人は胎児から赤ちゃんとして生まれ、親に愛され、保護されて保護されてスタートして大人になっていきます。赤ちゃんの時代から人間の文化を学ぶ時期、同じ世代と一緒に学ぶ空間があることは楽しく、子どもの学びの方法として重要です。

子どもの歩ける行動範囲の中で学び生活できることが、里山文化圏を壊さないで生活できる単位であると考えます。少子化への対応策として、ある程度同じ世代の子どもをすべて中央に集めて学習させるのは、効率的学習という意味では、人件費も少なく、国の予算としてロスが少ないというメリットはあります。競争社会の中を生き抜く上で、一定以上の数で競い合う習慣を身につけるという点では、大人にとっても今までと同様に競争社会を生き抜く力をつけされることができ安心ということもあると考えます。
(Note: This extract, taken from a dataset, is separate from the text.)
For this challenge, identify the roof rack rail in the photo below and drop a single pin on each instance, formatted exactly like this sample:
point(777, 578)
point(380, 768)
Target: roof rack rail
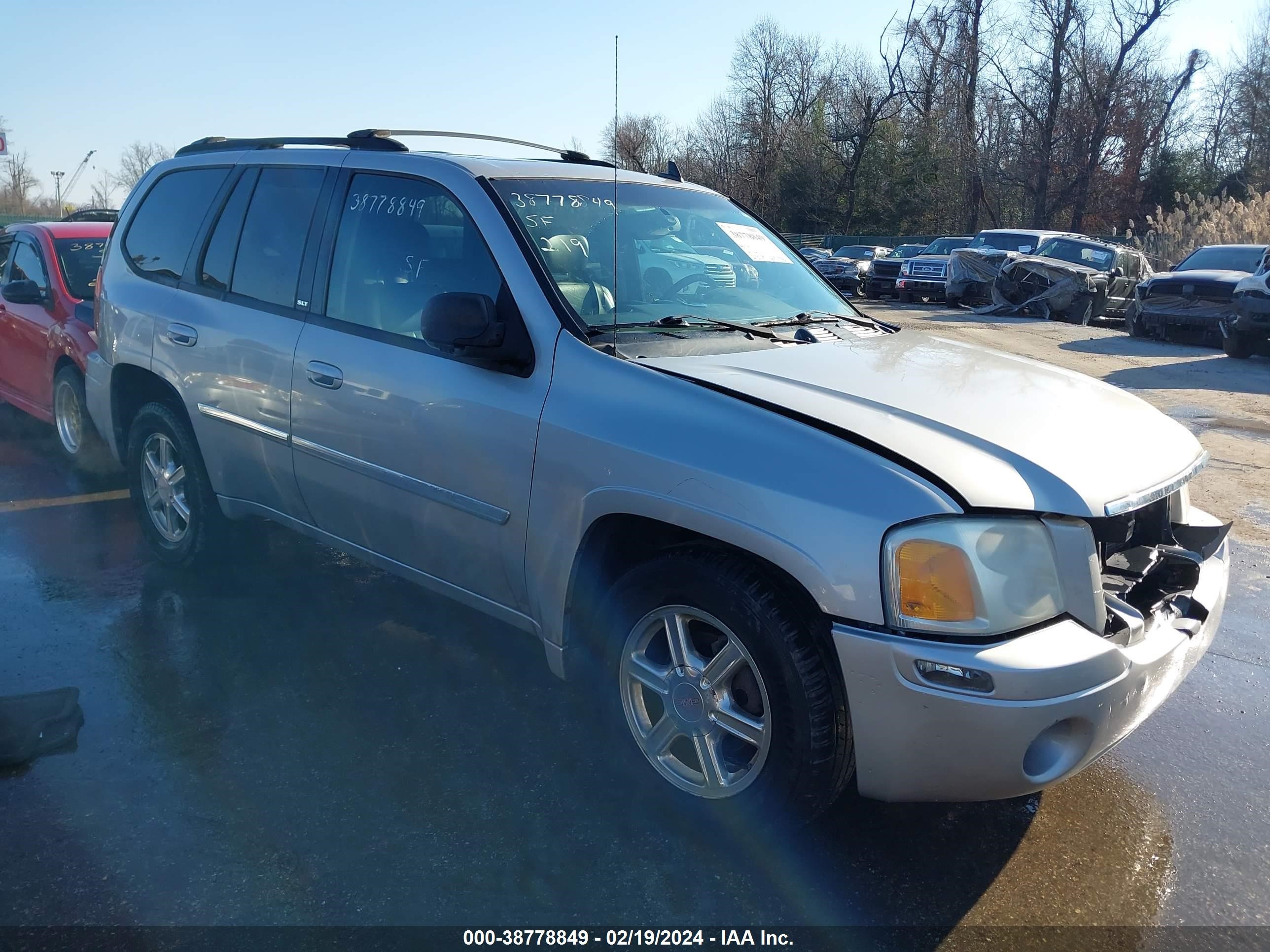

が、身体が自由になるにとともに親から少しずつ自立していく発達の順番、人との関わり方の学びは

親密なケアをしてくれる人→身近な家族→年齢の近いともだち→親以外の大人→地域の人

と変化する中で子どもの人との関わる力が育っていきます。

地域概念が、子どもの学びの初期から、町全体になることには疑問を持ちます。

保育園、幼稚園時代と異なり、6歳以降は一人で歩いて探索する年代です。

もっと、地域で協議して学校のあり方を政策として考える必要があります。

5、地域のことは地域で決める。

 学校再編にはメリットとデメリットがあります。嵐山町の中心地に住む人は13000人。小学生中学生とその保護者にとっては子ども数が多くなり、学校が新築される・・・・大きなメリットです。

学校がすべて廃校になる地域では、地域文化の一つの象徴であった学校がなくなります。学校が遠くなり、バス通学になるといいます。バスで直接学校に運ばれます。地域を歩いて学校に行く・・・さまざまな発見がありますが、それはなくなります。

このメリットとデメリットを十分に協議して、学校をなくすことは、地域が決定すべきです。人口の多い地域が決めることではないと考えます。

少子化で財政が厳しいから町が決定するということではなく、どのような学びの場を作るかを地域で協議して決定していく・・・・学校が地域からなくなる・・・新しい歴史の転換です。

廃校は町長のトップダウンで決めることでなく、学校がなくなる地域の皆さんが、学校がなくなることと、子ども数が少なくても学校が地域に存在すること、そのためにどのようなことを地域で行なっていくか話し合うこと、学校が統合され、人数の多いクラスで学習する方が子どもたちにとって良いという結論に達した時、学校統合していくべきだと考えます。

地域のことは地域で決める・・・少数派を排除することなく、誰にも寄り添いながら、地域経営をしていくことが、30年後の時代にも、地域が生き延びる手法だと考えるのです。